Last year was “dominated by the trade dispute between China and US, and while this has caused uncertainty, it is pleasing to see that container volumes still grew albeit in low-single digits”, said Sultan Bin Sulayem, group chairman and chief executive of DP World. “DP World has delivered a solid set of financial results in 2019 despite challenging market conditions with continued strong cash generation.”

The Dubai ports operator said capital expenditure reached $1.146bn in the year, below its guidance of $1.4bn, as it curtailed spending given the uncertain trade environment. Its investment focused on UAE, Posorja in Ecuador, London Gateway and P&O Ferries in the UK, Berbera in Somaliland and Sokhna in Egypt.

Capex for 2020 is $1.4bn with investments planned in the UAE, Prince Rupert in Canada, London Gateway in the UK, Jeddah, Callao in Peru, Sokhna in Egypt and Berbera in Somaliland.

DP World’s board recommended a dividend of 40 cents per share.

The Dubai company warned the global trade outlook remains “uncertain” as the coronavirus outbreak disrupts the supply chain.

“The near-term outlook remains a cause for concern with global trade disputes, Covid-19 outbreak and regional geopolitics, causing disruption to trade,” Mr Bin Sulayem added. “However, DP World is well positioned to respond in the short term by focusing on disciplined investment and managing the cost base to protect profitability. Overall, we remain positive on the medium to long term outlook of the industry.”

DP World’s data from the first eight weeks of 2020 have shown “weakness” in the sixth and seventh weeks due to factory closures and disruptions in China, where Covid-19 first appeared, said Yuvraj Narayan, chief financial executive of DP World. Data from the eighth week suggests a “significant bounce-back.” The company will have a better idea of any potential fallout next month, he said.

The coronavirus epidemic entails “both supply and demand shocks. Business disruptions have lowered production, creating shocks to supply. And consumers’ and businesses’ reluctance to spend has lowered demand,” the International Monetary Fund’s chief economist Gita Gopinath said this week.

Global supply and demand for dry bulk shipping stocks such as building materials and commodities dropped “similar to during the most acute phase of the global financial crisis, reflecting curtailed economic activity associated with the unprecedented containment effort.
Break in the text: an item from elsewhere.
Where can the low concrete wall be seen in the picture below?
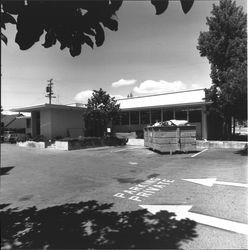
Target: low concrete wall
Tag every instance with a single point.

This drop was not seen in recent epidemics or after the 9/11 attacks”, Ms Gopinath said.

DP World plans to respond to the near term uncertainty by managing costs while focusing on integrating its acquisitions to explore “revenue synergies” and drive earnings growth, Mr Bin Sulayem said.

“It remains a priority to manage the growth opportunities whilst retaining a strong balance sheet,” he said.

Its portfolio is focused on high value cargo and fast growing markets. The company aims to retain its structure that has a 70 per cent exposure to origin and destination cargo and a 75 per cent exposure to fast-growing markets.

DP World, which has a market capitalisation of $11bn, last month said it will delist from Nasdaq Dubai after the company concluded that the disadvantages of remaining on the stock exchange outweigh the benefits.

“Following the planned delisting, the leverage on the balance sheet will rise temporarily but we are confident of de-leveraging as we remain committed to a strong investment grade rating in the medium term,” Mr Bin Sulayem said.

The company can maintain a strong balance sheet, thanks to high levels of cash flow combined with more disciplined investment and potential “capital recycling,” he said.

“Our immediate focus is to integrate our acquisitions and explore synergies with the objective of providing a range of smart end-to-end solutions which will improve the quality of our earnings and drive returns,” the chairman said.